As a matter of fact, I was. Someone in my family had to be. I grew up with a bunch of hotheads, who flew off the handle and rarely thought things through. It was usually up to me to either clean up the mess or be the voice of reason. Hell, if it weren’t for me, we might not have survived the vampyre that almost killed us. “Yes, I am,” I responded. I squared my shoulders and puffed out my chest.
“Come on,” he prodded with a raffish glint in his eye. My stomach knotted under the full weight of his stare. He playfully flicked the tip of my nose with his index finger. “Live a little.”
If I had found my voice, I’d have told him he didn’t know me from Adam. That I resented his presumptuousness. Just because people like Ben and my entire family chose to live beyond the secure boundaries of logic and responsibility didn’t make me some boring old nag.
I could let my hair down if I wanted to, but the simple truth was that I rarely wanted to.
Those were all the things I would have said had I been able to speak.
But Ben’s piercing stare stripped me of speech. When he looked at me with those hard-candy chocolate eyes, he peeled back every single layer of my usual defenses. The aloof persona I’d cultivated for so many years had been chopped down with one cut of his gaze.

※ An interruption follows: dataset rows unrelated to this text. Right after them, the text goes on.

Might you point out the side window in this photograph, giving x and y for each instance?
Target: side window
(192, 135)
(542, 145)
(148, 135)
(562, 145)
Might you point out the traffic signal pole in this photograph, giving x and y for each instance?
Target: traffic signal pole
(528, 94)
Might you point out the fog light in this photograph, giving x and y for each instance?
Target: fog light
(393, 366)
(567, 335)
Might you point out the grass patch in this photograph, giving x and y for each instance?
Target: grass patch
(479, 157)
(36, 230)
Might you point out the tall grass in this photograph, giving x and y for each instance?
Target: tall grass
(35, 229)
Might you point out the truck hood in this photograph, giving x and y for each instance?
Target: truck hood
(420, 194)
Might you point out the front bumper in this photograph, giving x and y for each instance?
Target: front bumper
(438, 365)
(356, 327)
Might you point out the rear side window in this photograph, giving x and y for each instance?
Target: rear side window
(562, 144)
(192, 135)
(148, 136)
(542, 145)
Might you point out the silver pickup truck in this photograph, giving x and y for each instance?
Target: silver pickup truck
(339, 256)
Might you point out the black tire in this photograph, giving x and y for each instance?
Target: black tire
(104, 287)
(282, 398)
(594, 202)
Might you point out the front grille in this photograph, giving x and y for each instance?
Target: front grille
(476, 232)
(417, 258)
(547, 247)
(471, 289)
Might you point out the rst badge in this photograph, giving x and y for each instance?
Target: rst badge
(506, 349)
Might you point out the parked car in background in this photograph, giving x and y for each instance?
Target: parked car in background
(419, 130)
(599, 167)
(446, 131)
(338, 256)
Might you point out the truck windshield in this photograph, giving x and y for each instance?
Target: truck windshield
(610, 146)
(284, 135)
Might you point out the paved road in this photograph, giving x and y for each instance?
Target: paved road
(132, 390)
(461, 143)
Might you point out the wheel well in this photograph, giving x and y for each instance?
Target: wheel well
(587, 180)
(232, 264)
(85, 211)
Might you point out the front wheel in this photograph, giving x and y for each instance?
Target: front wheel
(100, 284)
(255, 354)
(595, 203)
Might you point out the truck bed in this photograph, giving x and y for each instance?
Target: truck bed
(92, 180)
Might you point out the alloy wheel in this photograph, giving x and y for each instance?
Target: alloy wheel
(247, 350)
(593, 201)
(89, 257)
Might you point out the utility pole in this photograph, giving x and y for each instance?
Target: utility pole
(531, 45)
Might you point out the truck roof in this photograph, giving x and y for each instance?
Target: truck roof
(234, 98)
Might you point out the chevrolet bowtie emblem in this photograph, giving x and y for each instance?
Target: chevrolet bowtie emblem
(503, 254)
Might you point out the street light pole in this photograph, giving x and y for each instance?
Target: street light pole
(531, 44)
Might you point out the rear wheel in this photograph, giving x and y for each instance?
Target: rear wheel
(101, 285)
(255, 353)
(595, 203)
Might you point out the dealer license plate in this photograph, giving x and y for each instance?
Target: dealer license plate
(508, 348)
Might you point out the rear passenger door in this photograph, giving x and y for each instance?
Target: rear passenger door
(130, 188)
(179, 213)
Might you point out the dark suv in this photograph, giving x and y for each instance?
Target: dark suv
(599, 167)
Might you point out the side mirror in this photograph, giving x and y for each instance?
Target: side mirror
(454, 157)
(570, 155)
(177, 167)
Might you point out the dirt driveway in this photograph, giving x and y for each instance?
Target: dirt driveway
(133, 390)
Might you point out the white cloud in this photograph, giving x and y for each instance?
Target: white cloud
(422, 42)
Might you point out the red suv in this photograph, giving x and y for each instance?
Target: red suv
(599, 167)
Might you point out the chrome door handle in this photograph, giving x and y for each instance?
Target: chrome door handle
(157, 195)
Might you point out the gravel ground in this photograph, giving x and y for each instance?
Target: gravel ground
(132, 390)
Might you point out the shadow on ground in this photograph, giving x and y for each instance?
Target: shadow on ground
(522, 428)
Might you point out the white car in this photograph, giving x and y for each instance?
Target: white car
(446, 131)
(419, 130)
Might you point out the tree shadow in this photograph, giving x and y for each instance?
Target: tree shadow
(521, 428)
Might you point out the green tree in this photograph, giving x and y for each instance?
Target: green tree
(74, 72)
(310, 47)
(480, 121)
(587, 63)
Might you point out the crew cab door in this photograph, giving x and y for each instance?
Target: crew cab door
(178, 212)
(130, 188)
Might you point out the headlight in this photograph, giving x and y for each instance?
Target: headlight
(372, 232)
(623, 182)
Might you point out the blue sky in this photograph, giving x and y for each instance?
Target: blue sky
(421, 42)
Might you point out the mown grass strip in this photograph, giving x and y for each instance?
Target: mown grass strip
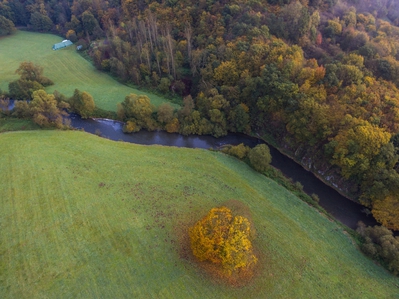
(86, 217)
(65, 67)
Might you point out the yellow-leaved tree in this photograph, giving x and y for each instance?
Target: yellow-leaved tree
(223, 239)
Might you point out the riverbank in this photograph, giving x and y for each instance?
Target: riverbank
(79, 211)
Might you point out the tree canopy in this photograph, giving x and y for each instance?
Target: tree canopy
(223, 239)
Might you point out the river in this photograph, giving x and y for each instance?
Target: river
(340, 207)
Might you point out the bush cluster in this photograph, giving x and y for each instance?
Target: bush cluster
(381, 245)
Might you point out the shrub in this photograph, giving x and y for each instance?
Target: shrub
(239, 151)
(223, 239)
(260, 157)
(380, 244)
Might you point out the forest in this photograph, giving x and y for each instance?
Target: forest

“I promise to show you a good time,” he whispered in my ear. His warm breath swept across my neck, setting off a scorching fire that burned across my flesh and down into my groin. My cock hardened in tight black denim.
Ben glanced at the pronounced bulge in my jeans and grinned. He placed his hands on my waist and pulled me against his hardness.
Even though we were in the middle of Starbucks, he pounced on my lips. He groaned into the kiss and grabbed both sides of my head with his strong, smooth hands. As his fingers wound through my strawberry blond hair, his tongue came alive inside me. The bitterness of the coffee he’d consumed added a strange acidity to his taste.
I pulled out of Ben’s embrace and kiss. “I said no,” I repeated.
“Always the responsible one, huh?”
“Yes.”
“Well, okay. I’ll let you go home.”
Nobody “lets” me do anything.
Before I could tell him that, he said, “But I’ll definitely see you later.”
I arched one eyebrow. If I saw him again, I wouldn’t guarantee he’d remain breathing. “Will you now?”
He gave me a slow nod.
“There’s a fine line between confidence and cockiness. I suggest you read up on that.”
Ben leaned in close before muttering, “We’re warlocks. We step over
every
line we come across.”
The air between us sizzled, and I slowly backed away.